Phase Transition in the Aldous-Shields Model of Growing Trees
David S. Dean, Satya N. Majumdar

TL;DR
This paper analytically investigates the late-time statistics of a growing tree model, revealing a phase transition in variance behavior at a critical parameter value, with implications for understanding fluctuations in such stochastic growth processes.
Contribution
The study introduces a backward Fokker-Planck approach to analyze the Aldous-Shields model, identifying a phase transition in variance and distribution type at a critical parameter value.
Findings
Variance is proportional to mean for c > sqrt(2)
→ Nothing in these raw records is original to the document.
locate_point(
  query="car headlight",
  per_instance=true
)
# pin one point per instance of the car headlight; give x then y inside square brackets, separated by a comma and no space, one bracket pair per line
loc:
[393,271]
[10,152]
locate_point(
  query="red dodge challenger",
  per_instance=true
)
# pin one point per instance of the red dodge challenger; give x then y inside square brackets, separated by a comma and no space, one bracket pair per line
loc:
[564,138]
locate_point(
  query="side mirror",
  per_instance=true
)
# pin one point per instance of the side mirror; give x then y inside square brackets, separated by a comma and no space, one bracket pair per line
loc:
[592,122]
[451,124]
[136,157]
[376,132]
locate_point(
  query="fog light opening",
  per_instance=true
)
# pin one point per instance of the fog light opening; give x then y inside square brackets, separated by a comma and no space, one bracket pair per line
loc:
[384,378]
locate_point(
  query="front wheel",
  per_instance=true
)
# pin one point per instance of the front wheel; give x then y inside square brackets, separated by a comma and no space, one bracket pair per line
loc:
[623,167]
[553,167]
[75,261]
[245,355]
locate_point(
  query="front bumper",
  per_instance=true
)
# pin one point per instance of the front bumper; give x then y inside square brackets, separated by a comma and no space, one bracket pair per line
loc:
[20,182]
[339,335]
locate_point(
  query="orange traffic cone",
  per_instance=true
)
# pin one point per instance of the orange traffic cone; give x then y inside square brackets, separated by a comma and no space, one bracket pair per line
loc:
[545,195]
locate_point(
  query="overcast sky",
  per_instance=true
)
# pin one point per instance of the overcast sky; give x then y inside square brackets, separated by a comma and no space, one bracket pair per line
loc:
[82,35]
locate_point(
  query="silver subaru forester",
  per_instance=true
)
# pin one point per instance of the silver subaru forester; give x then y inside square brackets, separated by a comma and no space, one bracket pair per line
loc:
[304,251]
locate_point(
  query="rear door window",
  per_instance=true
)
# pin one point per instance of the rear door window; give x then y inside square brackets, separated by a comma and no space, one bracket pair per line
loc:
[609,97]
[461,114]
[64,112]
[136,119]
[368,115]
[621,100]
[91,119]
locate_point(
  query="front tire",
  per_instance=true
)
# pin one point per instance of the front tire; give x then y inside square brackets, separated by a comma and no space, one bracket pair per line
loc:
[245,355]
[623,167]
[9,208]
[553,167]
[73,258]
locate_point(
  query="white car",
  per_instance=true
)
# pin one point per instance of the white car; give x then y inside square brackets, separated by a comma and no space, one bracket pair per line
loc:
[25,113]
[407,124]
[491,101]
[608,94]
Variance is anomalously large and distribution is non-Gaussian for c < sqrt(2)
Critical point occurs at c = sqrt{m} for generalized m-branch trees
Abstract
We study analytically the late time statistics of the number of particles in a growing tree model introduced by Aldous and Shields. In this model, a cluster grows in continuous time on a binary Cayley tree, starting from the root, by absorbing new particles at the empty perimeter sites at a rate proportional to c^{-l} where c is a positive parameter and l is the distance of the perimeter site from the root. For c=1, this model corresponds to random binary search trees and for c=2 it corresponds to digital search trees in computer science. By introducing a backward Fokker-Planck approach, we calculate the mean and the variance of the number of particles at large times and show that the variance undergoes a `phase transition' at a critical value c=sqrt{2}. While for c>sqrt{2} the variance is proportional to the mean and the distribution is normal, for c<sqrt{2} the variance is anomalously…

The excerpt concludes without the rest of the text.